Sudan was thrown into deadly chaos when fighting broke out on April 15 between the forces of army chief Abdel Fattah al-­Burhan and his deputy turned rival Mohamed Hamdan Dagalo, who heads the paramilitary Rapid Support Forces.

Battles have since killed hundreds, wounded thousands and uprooted hundreds of thousands, leading to fears of security fallout beyond Sudan’s borders.

The warring generals have sent representatives to Saudi Arabia for talks on establishing a ­humanitarian truce in an effort also backed by the US.

Washington and Riyadh have labelled these “pre-negotiation talks”. By Monday, the discussions had yielded “no major progress”, a Saudi diplomat said.

“A permanent ceasefire isn’t on the table ... Every side believes it is capable of winning the battle.”

For Kholood Khair, founder of the Khartoum-based think tank Confluence Advisory, the delegations “are there mostly to curry favour with the Saudis and the Americans, rather than to credibly use this platform as a means to reach an agreement.”

In Khartoum, terrified residents reported more combat.

A southern Khartoum resident said they could hear the sound of airstrikes that appeared to come from near a market in the city centre.

The fighting has sparked a mass exodus of foreigners and of Sudanese, in land, air and sea evacuations. “It’s very dangerous everywhere,” said Rawaa Hamad, who escaped from Port Sudan on an evacuation flight carrying 71 people to Qatar on Monday.

In Sudan, she said, people endure “a lack of everything – a lack of water, lack of fuel, lack of medicine, lack of even hospitals and doctors”.

The battles have killed more than 750 people and injured more than 5000, according to the Armed Conflict Location and Event Data Project.

In Sudan’s long-troubled western region, almost 200 people have been killed in West Darfur state over the past two weeks, the UN said. It has warned of a widening humanitarian crisis, even as facilities of the UN and other aid groups have faced “large-scale looting”, including at the World Food Program in Khartoum at the weekend, a UN spokesperson said on Monday.

Fighting has already displaced 335,000 people and created in excess of 120,000 refugees who have fled north into Egypt, west to Chad, and to South Sudan.

Egypt’s foreign ministry warned of “the great humanitarian tragedy” of the conflict, “directly affecting Sudan’s neigh­bouring countries”, in a statement on Foreign Minister Sameh Shoukry’s visit on Monday to Chad and then South Sudan.

The UN top humanitarian official, Martin Griffiths, has travelled to the Saudi coastal city of Jeddah, and a UN official said Mr Griffiths had “asked to join the negotiations” between the warring sides, but his request had not been approved so far.

Saudi Arabia is pushing for “a timetable for expanded negoti­ations to reach a permanent cessation of hostilities”, its foreign ministry said.

The Jeddah talks, which are set to continue “in the following days”, aim to reach “an effective short-term halt” to the fighting, facilitating aid delivery and restoring basic services, it added.

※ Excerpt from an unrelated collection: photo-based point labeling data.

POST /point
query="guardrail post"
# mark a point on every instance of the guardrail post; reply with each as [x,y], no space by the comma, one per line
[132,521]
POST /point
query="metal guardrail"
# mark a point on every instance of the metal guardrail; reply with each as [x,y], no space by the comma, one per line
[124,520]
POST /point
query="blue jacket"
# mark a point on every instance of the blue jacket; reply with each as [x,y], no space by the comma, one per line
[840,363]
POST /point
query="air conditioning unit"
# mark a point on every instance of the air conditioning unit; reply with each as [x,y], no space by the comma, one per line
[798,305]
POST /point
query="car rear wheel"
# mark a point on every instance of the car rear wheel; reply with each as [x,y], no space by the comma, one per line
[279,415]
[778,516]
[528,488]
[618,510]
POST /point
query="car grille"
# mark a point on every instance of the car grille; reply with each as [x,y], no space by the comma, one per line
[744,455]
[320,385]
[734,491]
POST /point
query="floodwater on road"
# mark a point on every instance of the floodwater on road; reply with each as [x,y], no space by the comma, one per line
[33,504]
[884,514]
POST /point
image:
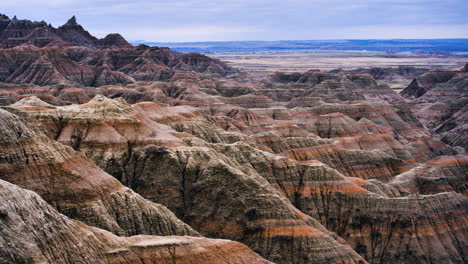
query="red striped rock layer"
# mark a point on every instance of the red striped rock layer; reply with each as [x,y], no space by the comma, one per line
[92,67]
[25,240]
[192,182]
[442,174]
[315,188]
[381,228]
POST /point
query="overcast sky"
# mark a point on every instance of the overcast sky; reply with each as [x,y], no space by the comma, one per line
[214,20]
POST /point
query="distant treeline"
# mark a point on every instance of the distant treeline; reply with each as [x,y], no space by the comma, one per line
[421,46]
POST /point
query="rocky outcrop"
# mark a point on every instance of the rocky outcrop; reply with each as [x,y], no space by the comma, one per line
[14,32]
[113,41]
[75,186]
[442,107]
[32,231]
[350,179]
[425,82]
[195,182]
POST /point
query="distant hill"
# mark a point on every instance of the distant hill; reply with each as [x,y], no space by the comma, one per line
[420,46]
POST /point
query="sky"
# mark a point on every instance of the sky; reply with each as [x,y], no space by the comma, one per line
[215,20]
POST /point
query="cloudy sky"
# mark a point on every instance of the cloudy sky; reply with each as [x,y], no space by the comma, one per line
[215,20]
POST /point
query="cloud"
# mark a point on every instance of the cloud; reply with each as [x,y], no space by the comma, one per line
[189,20]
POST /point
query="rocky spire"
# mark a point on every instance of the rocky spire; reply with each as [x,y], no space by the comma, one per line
[71,21]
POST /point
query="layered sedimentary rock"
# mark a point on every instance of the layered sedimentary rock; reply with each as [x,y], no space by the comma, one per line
[14,32]
[75,186]
[32,231]
[314,167]
[199,162]
[442,105]
[91,67]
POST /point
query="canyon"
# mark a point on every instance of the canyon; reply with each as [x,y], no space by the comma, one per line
[113,153]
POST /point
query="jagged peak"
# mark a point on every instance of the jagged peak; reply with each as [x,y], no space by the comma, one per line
[101,103]
[72,21]
[31,101]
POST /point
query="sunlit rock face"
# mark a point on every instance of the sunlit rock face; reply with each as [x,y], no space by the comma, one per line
[357,170]
[32,231]
[148,150]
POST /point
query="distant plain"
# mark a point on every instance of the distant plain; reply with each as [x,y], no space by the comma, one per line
[301,62]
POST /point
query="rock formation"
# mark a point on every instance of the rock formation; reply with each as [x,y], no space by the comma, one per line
[135,153]
[32,231]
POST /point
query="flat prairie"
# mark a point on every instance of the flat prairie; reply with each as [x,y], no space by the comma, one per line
[325,61]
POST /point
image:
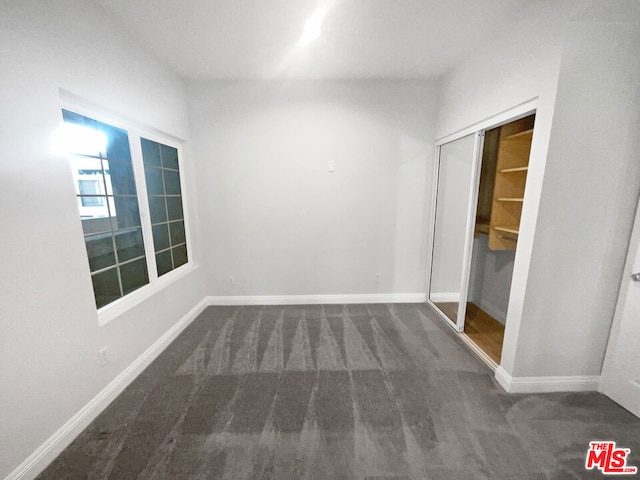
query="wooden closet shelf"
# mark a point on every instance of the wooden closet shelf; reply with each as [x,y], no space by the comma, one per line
[516,169]
[515,229]
[525,135]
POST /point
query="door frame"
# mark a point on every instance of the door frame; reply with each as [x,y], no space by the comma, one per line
[515,113]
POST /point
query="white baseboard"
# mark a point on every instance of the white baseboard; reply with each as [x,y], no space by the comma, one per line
[317,299]
[578,383]
[54,445]
[445,297]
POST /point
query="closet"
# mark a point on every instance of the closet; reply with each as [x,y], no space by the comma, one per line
[479,195]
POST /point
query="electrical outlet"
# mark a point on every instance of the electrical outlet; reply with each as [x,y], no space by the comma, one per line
[103,356]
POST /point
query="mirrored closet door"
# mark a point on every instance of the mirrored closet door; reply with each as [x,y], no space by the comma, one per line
[479,195]
[455,189]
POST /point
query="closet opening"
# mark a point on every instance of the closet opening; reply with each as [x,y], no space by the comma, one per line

US ambassador John Godfrey, while not commenting directly on the Jeddah talks, said in a statement that “Our immediate priority is to reach a durable ceasefire” and enable humanitarian assistance.

Multiple truce deals have been declared and quickly violated, in a country with a history of instability. Mediation efforts have multiplied. The Arab bloc is divided on Sudan, with Egypt supporting Lieutenant General Burhan and the United Arab Emirates backing the RSF.